Posted by: M. Bulger at August 31, 2005 3:06 PM

As he notes himself, he is in a very particular situation. I bet that truck drivers have a higher average wage than opera singers. In any event, my point was that, like water and diamonds, the consumer surplus for truck drivers dwarfs that for opera singers.

Posted by: David Cohen at August 31, 2005 3:10 PM

Truckers might make a better wage than opera singers; I honestly don't know. And of course there's a higher demand for the former than for the latter. But is it possible that the writer, rather than applying some sort of hoity-toity "bluestate elite" mentality in evaluating the relative merits of the two professions (although, to tell the truth, I can't find any such evaluation in the article), is in fact taking his/her lead from Carl Tanner? And if so, wouldn't this only be fair?

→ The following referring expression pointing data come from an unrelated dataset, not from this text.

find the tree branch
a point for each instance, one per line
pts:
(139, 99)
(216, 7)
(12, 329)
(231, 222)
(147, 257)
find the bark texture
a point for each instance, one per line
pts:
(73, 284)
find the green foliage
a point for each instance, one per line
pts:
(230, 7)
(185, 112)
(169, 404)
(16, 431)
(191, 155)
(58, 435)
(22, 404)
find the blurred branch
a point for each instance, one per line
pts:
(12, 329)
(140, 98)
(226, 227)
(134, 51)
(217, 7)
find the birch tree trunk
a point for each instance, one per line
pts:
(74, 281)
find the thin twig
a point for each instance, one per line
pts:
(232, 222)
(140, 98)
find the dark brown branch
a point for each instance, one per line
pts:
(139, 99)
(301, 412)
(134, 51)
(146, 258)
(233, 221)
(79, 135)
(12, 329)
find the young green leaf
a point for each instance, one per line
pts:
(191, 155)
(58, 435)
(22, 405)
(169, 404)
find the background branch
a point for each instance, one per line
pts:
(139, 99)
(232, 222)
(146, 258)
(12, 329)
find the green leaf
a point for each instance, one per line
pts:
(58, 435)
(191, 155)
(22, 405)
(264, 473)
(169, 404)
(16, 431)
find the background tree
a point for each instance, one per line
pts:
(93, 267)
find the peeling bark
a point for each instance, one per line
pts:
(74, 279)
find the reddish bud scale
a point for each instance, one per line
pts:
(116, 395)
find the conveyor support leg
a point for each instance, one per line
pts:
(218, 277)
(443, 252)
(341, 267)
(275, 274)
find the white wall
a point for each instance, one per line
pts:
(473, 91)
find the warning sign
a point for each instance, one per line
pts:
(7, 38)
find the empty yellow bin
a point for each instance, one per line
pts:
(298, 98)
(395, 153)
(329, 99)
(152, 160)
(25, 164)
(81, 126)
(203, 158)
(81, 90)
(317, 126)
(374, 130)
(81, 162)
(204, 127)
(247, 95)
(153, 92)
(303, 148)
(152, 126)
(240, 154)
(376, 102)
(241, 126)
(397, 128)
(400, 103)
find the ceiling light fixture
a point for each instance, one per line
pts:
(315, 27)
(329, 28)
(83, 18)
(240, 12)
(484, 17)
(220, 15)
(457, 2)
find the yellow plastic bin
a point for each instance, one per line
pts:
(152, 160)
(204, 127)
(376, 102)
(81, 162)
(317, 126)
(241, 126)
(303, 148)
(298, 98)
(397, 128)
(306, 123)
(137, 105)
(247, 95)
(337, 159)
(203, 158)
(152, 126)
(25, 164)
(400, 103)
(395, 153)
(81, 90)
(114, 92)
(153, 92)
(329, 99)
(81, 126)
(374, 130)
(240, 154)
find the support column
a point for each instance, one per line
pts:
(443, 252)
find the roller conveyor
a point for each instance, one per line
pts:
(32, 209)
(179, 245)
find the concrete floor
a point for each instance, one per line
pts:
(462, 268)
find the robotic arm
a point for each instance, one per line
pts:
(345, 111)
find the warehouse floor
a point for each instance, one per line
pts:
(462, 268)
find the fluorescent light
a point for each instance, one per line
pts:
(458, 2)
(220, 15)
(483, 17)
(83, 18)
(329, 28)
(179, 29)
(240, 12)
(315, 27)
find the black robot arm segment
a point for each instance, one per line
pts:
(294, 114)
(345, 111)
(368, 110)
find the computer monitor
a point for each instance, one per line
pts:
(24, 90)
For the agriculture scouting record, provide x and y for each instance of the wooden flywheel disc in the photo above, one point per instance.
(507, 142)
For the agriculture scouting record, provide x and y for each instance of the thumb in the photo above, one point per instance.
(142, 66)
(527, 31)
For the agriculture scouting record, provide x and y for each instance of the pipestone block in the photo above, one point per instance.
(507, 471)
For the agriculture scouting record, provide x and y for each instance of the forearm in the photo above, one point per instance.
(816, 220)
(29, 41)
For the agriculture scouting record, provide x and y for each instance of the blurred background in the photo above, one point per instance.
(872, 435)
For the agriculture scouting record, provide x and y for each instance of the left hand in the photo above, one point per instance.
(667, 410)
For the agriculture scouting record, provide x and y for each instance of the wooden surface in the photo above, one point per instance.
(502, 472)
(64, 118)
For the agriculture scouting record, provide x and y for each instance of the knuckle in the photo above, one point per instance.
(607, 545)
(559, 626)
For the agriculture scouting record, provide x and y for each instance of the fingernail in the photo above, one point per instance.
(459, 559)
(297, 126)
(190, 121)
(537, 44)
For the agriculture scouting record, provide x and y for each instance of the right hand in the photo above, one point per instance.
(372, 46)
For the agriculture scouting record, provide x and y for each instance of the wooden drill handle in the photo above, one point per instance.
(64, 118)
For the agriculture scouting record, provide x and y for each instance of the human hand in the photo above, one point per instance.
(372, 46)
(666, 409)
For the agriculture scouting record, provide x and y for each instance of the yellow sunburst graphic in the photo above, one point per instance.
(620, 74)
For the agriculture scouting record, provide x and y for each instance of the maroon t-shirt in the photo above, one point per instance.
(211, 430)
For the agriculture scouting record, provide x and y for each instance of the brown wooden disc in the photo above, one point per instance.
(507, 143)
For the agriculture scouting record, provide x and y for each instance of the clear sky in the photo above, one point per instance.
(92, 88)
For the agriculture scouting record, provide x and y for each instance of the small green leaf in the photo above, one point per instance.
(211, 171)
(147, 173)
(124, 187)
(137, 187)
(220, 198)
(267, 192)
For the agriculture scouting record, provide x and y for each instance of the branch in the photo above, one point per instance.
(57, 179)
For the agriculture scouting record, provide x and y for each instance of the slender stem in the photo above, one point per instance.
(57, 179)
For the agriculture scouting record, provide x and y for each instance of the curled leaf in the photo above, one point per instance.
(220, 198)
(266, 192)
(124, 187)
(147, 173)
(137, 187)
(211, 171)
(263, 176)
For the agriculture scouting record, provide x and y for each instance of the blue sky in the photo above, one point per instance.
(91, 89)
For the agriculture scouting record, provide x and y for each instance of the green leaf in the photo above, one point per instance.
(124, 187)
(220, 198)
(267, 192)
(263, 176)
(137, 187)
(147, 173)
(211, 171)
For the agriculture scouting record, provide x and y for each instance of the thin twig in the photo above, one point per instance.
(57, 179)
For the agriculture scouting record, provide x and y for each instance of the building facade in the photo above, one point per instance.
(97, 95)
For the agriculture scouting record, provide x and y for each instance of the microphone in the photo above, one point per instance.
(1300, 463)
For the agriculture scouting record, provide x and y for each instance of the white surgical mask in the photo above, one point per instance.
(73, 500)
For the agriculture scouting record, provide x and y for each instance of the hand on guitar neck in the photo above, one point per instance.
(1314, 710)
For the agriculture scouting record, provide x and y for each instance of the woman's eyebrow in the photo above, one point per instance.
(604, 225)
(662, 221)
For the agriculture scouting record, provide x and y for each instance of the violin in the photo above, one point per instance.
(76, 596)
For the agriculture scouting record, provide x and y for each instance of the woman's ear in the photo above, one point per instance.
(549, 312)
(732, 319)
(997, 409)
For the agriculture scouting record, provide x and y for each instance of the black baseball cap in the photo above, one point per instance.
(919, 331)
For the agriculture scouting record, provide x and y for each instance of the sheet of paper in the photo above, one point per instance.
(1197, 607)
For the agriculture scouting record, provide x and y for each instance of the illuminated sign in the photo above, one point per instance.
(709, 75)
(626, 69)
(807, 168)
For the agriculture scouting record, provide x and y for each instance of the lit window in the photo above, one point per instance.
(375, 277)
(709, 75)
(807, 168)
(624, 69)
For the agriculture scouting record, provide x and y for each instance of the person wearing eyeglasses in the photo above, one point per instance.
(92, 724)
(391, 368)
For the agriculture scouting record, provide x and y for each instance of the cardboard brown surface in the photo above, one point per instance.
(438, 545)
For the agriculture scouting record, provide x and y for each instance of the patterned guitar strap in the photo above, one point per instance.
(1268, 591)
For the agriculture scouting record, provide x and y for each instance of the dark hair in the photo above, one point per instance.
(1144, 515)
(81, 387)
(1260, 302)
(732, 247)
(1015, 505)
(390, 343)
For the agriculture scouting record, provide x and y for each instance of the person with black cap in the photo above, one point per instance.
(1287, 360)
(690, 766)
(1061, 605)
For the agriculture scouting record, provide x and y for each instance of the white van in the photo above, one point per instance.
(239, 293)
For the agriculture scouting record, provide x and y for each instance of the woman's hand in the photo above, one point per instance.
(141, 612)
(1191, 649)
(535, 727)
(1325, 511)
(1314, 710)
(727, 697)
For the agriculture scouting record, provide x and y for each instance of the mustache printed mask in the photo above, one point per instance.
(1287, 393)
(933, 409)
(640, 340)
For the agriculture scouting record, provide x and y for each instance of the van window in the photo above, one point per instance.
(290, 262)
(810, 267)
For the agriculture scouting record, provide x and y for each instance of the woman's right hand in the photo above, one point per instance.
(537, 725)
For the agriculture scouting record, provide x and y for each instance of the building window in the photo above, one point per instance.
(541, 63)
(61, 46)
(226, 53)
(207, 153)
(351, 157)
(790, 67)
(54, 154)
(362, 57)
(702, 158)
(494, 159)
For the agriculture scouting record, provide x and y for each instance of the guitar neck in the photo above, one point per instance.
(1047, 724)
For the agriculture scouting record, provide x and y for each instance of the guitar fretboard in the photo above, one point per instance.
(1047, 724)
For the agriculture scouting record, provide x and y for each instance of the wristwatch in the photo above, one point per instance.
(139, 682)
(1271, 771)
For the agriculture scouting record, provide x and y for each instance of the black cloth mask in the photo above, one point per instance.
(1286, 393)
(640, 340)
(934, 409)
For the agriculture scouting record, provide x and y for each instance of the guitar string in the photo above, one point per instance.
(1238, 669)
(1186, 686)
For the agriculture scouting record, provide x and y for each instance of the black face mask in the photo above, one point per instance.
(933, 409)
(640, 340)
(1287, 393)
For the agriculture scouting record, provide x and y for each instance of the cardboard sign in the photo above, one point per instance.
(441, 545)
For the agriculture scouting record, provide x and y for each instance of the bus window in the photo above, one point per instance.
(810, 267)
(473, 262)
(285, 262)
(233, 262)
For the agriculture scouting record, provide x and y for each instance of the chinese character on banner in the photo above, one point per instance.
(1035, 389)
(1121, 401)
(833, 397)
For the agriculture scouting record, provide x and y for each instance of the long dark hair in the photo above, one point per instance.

Mike Morley could probably find "bluestate elite" bias in a magazine's choice of font size. You seem more reasonable.

Posted by: M. Bulger at August 31, 2005 4:44 PM

M: I get a sense of "what a waste" from the article. Tanner, in the biography on his website, presents himself as a singer who drove trucks for a while, not, as the Post presents him, as a truck driver who sings.

Posted by: David Cohen at August 31, 2005 7:12 PM

You have had a great career. Pay no attention to the loosers. I hope my sons career can be as postive yours good luck and enjoy the ride.